La Constitución Política del Perú de 1979 declaraba en su preámbulo “que la familia es célula básica de la sociedad y raíz de su grandeza, así como ámbito natural de la educación y la cultura”. Una atinada declaración, clara, justa y desafiante. Ya no aparece así en nuestra actual constitución, pero no por ello ha dejado de ser cierta. No deberíamos olvidarla.
Es claro y evidente que con mejores familias se construye una mejor sociedad. Por tanto es necesario y justo dar a la familia tal importancia, en todo lugar; en las leyes, en los colegios y universidades, en los medios de comunicación, en el diario vivir. Es un desafío constante, que las autoridades locales y nacionales deben asumir, y promover su buena formación y desarrollo, con real intención, esfuerzo y dinero.
La familia nos forma; para bien o mal. Muchos podemos dar testimonio de las cosas buenas que aprendimos en casa. A mí me enseñaron desde niño a no tirar envolturas ni envases usados a la calle; y a buscar un baño público para no miccionar en las veredas. Me enseñaron a saludar a los mayores y a respetar al vecino, como evitar hacer bulla en las noches para que puedan descansar. Nunca vi a mi padre emborracharse, decir groserías, o golpear a mi madre, y crecí sin entender a los que lo hacían. De muy pequeño me dijeron que no debía tocar lo ajeno, que no debía robar “ni siquiera un alfiler”. Me enseñaron a amar mi patria, a mantenerme de pie cuando estoy ante el izamiento de nuestra bandera; a respetar las leyes de tránsito. Mis padres me llevaban a la iglesia, me inculcaron valores espirituales, aprendí a confiar en Dios y respetar sus mandamientos.
No, mi familia no fue perfecta; pero recibí amor, disciplina y ejemplo. También es cierto que yo no siempre actuaba conforme a lo que mis padres me enseñaron. Pero cuando desobedecía y tomaba decisiones incorrectas, tampoco me quedaba tranquilo… había una voz interior, una advertencia, un freno que me obligaba a no avanzar más por esos caminos diferentes al que me habían inculcado; eso ayudaba a incomodarme con malas compañías y a mirar de lejos el mal que otros hacían. Lo que recibí de mi familia me guardó de muchos errores. Hoy, siendo padre y pastor, lo entiendo más que antes.
Es evidente y claro: Si fortalecemos a las familias, tendremos una sociedad más fuerte. Si en casa los hijos aprenden respeto y honestidad habrá menos adultos corruptos y abusadores. Si en el hogar, nuestros niños son amados y disciplinados, será menos probable que se unan a pandillas o “huyan” con su pareja adolescente. Si los padres son dignos de respeto será más fácil a los jóvenes aprender a respetar las leyes.
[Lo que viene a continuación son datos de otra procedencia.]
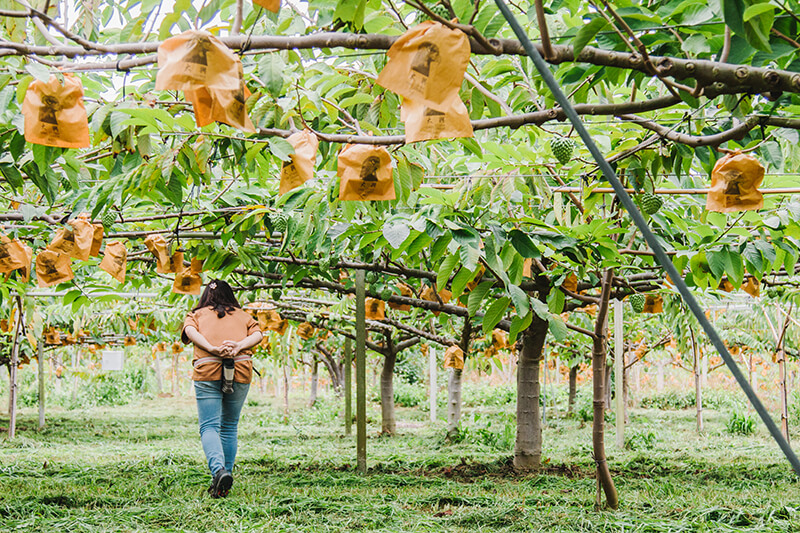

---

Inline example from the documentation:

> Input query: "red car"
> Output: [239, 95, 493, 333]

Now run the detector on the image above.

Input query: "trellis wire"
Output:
[495, 0, 800, 477]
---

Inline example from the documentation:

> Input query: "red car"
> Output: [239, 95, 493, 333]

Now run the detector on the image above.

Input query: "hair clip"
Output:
[209, 282, 217, 289]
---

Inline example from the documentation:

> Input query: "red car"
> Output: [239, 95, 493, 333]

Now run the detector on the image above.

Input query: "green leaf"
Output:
[742, 242, 764, 275]
[482, 297, 510, 334]
[743, 2, 774, 22]
[508, 284, 530, 316]
[548, 289, 565, 314]
[722, 0, 746, 35]
[269, 137, 294, 161]
[572, 17, 608, 58]
[706, 249, 727, 281]
[383, 223, 410, 249]
[459, 245, 481, 271]
[451, 266, 474, 299]
[509, 229, 540, 258]
[548, 315, 568, 342]
[723, 248, 744, 286]
[509, 312, 532, 343]
[258, 54, 286, 98]
[25, 63, 50, 83]
[436, 254, 459, 291]
[468, 280, 494, 317]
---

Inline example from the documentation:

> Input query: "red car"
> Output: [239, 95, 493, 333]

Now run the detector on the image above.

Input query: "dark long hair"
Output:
[193, 279, 241, 318]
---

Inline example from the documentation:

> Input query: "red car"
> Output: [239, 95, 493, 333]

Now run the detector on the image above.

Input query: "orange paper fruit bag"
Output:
[401, 97, 473, 143]
[280, 130, 319, 195]
[156, 30, 242, 92]
[0, 234, 29, 274]
[144, 234, 172, 272]
[706, 151, 765, 213]
[90, 224, 104, 257]
[35, 250, 74, 287]
[443, 345, 464, 370]
[377, 21, 470, 112]
[99, 241, 128, 283]
[47, 218, 94, 261]
[338, 144, 395, 201]
[22, 74, 90, 148]
[365, 298, 386, 320]
[173, 267, 202, 295]
[184, 77, 254, 132]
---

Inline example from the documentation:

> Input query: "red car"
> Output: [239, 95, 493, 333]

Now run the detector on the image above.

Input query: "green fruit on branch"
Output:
[269, 212, 289, 232]
[380, 288, 394, 301]
[101, 210, 116, 229]
[271, 289, 282, 300]
[419, 3, 451, 21]
[629, 293, 645, 313]
[549, 137, 575, 165]
[640, 193, 663, 215]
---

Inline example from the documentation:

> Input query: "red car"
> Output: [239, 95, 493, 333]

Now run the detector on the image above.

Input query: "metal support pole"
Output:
[614, 299, 624, 448]
[355, 270, 367, 473]
[344, 337, 352, 436]
[38, 336, 45, 430]
[429, 344, 437, 423]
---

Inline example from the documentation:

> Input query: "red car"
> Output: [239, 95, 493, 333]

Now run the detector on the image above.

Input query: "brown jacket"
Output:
[181, 306, 261, 383]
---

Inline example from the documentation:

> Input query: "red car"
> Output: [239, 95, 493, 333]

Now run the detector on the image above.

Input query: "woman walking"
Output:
[181, 279, 262, 498]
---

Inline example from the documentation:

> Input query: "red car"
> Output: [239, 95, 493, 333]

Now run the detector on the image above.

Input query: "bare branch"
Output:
[232, 0, 244, 35]
[617, 114, 761, 148]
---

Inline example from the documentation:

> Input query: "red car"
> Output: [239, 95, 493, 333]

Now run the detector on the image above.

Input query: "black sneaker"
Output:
[208, 468, 233, 498]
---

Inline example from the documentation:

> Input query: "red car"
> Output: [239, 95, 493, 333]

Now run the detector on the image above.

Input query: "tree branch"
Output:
[0, 32, 797, 97]
[617, 114, 761, 148]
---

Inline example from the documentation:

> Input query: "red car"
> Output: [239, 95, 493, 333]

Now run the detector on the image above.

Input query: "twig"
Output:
[464, 72, 513, 116]
[720, 26, 731, 63]
[534, 0, 554, 60]
[232, 0, 244, 35]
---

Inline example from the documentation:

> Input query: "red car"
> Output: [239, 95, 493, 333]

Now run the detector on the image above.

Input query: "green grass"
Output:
[1, 388, 800, 532]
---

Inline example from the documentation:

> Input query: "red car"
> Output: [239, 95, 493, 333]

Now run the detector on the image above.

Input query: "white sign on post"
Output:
[102, 350, 125, 371]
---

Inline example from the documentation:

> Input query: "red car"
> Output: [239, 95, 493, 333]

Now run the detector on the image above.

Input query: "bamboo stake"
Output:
[355, 270, 367, 473]
[344, 337, 352, 436]
[614, 299, 624, 448]
[8, 295, 22, 439]
[37, 335, 45, 430]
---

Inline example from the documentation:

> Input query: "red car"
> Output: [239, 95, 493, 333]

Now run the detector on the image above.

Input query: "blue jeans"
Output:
[194, 380, 250, 475]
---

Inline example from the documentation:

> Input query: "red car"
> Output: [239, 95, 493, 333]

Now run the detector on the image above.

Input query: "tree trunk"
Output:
[514, 313, 548, 470]
[446, 368, 462, 439]
[380, 347, 397, 435]
[568, 365, 578, 416]
[591, 269, 619, 510]
[309, 354, 318, 408]
[71, 347, 79, 404]
[604, 360, 613, 411]
[446, 318, 472, 440]
[153, 352, 163, 395]
[171, 352, 180, 396]
[316, 344, 343, 394]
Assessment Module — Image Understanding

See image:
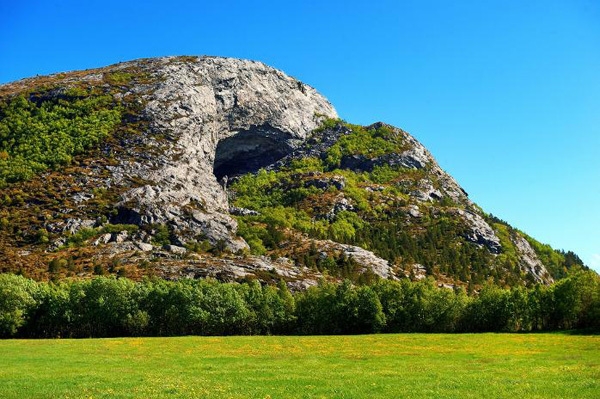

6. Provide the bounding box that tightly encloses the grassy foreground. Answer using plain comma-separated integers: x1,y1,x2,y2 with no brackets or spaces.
0,333,598,398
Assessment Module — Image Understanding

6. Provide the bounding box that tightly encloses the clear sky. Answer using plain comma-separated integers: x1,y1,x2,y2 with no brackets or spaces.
1,0,599,272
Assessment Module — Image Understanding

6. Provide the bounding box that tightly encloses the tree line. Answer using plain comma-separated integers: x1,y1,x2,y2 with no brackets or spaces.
0,271,598,338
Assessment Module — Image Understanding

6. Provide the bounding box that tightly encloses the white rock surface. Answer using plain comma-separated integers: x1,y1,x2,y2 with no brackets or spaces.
317,239,394,279
453,209,502,254
513,234,553,284
109,56,337,250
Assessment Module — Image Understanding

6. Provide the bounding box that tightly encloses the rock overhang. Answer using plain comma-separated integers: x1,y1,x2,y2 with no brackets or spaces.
114,56,338,249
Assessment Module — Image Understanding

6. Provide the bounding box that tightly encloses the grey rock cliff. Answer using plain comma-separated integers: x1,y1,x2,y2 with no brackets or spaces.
513,234,553,284
108,56,337,250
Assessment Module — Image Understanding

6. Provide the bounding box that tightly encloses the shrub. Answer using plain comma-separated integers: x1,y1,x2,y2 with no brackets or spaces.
0,88,122,186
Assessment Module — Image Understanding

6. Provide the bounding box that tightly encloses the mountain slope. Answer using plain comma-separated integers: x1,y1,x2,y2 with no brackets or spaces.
0,56,586,286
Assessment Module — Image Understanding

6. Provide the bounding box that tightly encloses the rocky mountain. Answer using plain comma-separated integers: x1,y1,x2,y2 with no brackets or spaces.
0,56,586,288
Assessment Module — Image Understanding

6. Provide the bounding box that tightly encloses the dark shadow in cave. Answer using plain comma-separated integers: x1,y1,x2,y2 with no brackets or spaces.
213,125,293,180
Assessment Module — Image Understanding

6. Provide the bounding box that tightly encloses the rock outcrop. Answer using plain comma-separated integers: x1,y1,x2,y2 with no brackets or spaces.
451,209,502,254
105,57,337,250
513,235,553,284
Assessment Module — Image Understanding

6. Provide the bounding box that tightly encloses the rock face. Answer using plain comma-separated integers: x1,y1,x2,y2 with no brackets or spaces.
308,239,392,279
451,209,501,254
513,235,553,284
107,57,337,250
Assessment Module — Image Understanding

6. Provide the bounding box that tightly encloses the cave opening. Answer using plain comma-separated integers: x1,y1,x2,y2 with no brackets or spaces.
213,126,293,181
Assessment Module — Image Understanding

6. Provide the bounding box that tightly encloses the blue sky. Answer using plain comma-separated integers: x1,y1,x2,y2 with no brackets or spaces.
1,0,599,272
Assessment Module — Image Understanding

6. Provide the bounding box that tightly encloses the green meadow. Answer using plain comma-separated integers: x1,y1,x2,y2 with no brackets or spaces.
0,333,598,398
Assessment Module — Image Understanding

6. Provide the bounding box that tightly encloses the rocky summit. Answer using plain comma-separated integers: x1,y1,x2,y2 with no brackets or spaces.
0,56,586,287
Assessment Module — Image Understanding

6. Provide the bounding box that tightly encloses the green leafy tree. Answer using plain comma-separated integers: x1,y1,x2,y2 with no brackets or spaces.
0,274,38,337
196,281,251,335
68,277,137,337
462,283,512,332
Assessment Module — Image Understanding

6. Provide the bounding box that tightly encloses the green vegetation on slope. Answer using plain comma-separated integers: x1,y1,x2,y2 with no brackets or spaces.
486,213,587,281
230,121,584,286
0,66,161,277
0,334,598,398
324,122,408,168
0,87,122,186
526,237,585,280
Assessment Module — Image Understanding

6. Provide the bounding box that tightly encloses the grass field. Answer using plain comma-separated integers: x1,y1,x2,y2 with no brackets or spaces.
0,333,598,398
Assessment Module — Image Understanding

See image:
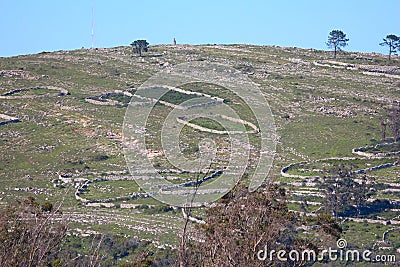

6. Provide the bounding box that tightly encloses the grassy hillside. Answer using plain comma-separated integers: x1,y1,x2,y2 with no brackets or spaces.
1,44,399,264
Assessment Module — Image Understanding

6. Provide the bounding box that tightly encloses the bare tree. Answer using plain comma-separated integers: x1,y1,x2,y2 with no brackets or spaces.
178,162,213,267
182,184,339,266
380,34,399,60
0,197,67,267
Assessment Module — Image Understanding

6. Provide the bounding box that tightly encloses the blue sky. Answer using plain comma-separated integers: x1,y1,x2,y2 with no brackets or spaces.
1,0,399,57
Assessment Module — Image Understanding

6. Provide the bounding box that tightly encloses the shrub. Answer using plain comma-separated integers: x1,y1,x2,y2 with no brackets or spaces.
0,197,67,266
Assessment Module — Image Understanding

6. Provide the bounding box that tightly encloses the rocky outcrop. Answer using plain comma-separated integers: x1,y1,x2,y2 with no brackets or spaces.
84,90,131,106
313,60,400,79
0,69,40,80
281,142,399,179
353,161,398,174
177,114,259,135
0,86,69,99
0,114,21,125
352,142,400,158
74,170,223,204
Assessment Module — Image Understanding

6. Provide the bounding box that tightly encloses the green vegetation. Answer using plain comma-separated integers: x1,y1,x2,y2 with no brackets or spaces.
102,93,131,105
6,87,60,96
189,117,225,131
83,180,139,201
286,158,396,176
159,90,197,105
0,44,399,266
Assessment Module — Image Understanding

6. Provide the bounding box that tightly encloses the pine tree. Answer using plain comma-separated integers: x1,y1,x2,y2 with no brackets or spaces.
326,30,349,59
130,40,149,56
380,34,399,60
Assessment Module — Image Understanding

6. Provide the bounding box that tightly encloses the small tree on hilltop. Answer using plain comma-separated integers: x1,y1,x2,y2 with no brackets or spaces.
130,40,149,56
183,184,341,266
326,30,349,59
380,34,399,60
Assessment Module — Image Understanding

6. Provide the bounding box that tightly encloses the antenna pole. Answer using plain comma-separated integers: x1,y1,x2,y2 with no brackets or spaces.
91,0,94,49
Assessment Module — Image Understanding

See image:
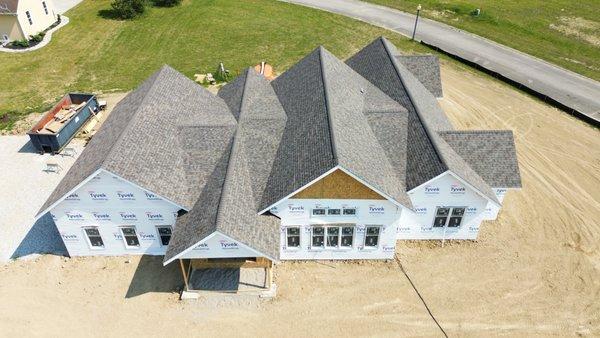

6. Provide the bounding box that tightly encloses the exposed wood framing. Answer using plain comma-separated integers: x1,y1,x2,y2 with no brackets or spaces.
292,169,385,200
190,257,272,270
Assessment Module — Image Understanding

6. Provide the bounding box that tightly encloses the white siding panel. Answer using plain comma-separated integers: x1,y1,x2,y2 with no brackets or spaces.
399,172,489,240
272,199,401,260
50,171,180,257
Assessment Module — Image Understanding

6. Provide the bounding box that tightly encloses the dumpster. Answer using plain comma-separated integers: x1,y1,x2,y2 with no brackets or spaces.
27,93,99,154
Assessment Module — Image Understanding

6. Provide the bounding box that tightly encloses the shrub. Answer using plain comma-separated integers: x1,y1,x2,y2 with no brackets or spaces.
111,0,146,19
12,39,29,48
153,0,181,7
30,32,45,43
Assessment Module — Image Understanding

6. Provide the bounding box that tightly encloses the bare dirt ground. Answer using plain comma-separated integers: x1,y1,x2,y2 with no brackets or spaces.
0,63,599,337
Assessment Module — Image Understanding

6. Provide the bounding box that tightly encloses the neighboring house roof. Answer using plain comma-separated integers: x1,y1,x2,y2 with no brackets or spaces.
396,55,443,98
262,46,412,211
440,130,522,188
346,37,500,204
0,0,18,14
38,65,237,215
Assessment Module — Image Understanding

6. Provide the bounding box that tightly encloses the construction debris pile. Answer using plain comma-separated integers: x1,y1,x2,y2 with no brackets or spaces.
35,101,88,134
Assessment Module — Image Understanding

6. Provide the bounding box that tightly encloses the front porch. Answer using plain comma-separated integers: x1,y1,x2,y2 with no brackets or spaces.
178,257,274,295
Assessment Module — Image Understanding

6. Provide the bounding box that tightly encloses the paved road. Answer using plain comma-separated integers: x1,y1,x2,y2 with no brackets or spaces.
283,0,600,125
53,0,83,14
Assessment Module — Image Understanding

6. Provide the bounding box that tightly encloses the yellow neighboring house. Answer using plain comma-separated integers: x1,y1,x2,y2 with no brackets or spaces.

La familia es el “ámbito natural de la educación y cultura”, ¡no lo olvidemos!
Se viene otro “día de la familia”, hagamos algo por ella; tomemos decisiones, formulemos cambios. Que nuestras autoridades “hagan algo” acorde a lo que nuestra constitución vigente declara: “La comunidad y el Estado protegen (…) a la familia y promueven el matrimonio. Reconocen a estos últimos como institutos naturales y fundamentales de la sociedad”. Protección que se extiende a la “unión estable de un varón y una mujer, libres de impedimento matrimonial, que forman un hogar de hecho…”
Protejamos a la familia de sus enemigos: los antivalores, el orgullo, la deslealtad, la irresponsabilidad; las familias deben aprender a defenderse de ellas. Que se divulguen buenas prácticas familiares a seguir; que se revalorice el matrimonio y se realce la fidelidad. Volvamos a los buenos consejos de antaño. Valoremos este “instituto natural y fundamental” tal cual la naturaleza lo muestra y tal como Dios la instituyó. Miremos los problemas de nuestra nación desde su raíz y atendamos a las familias; en ellas también está la “raíz de su grandeza”.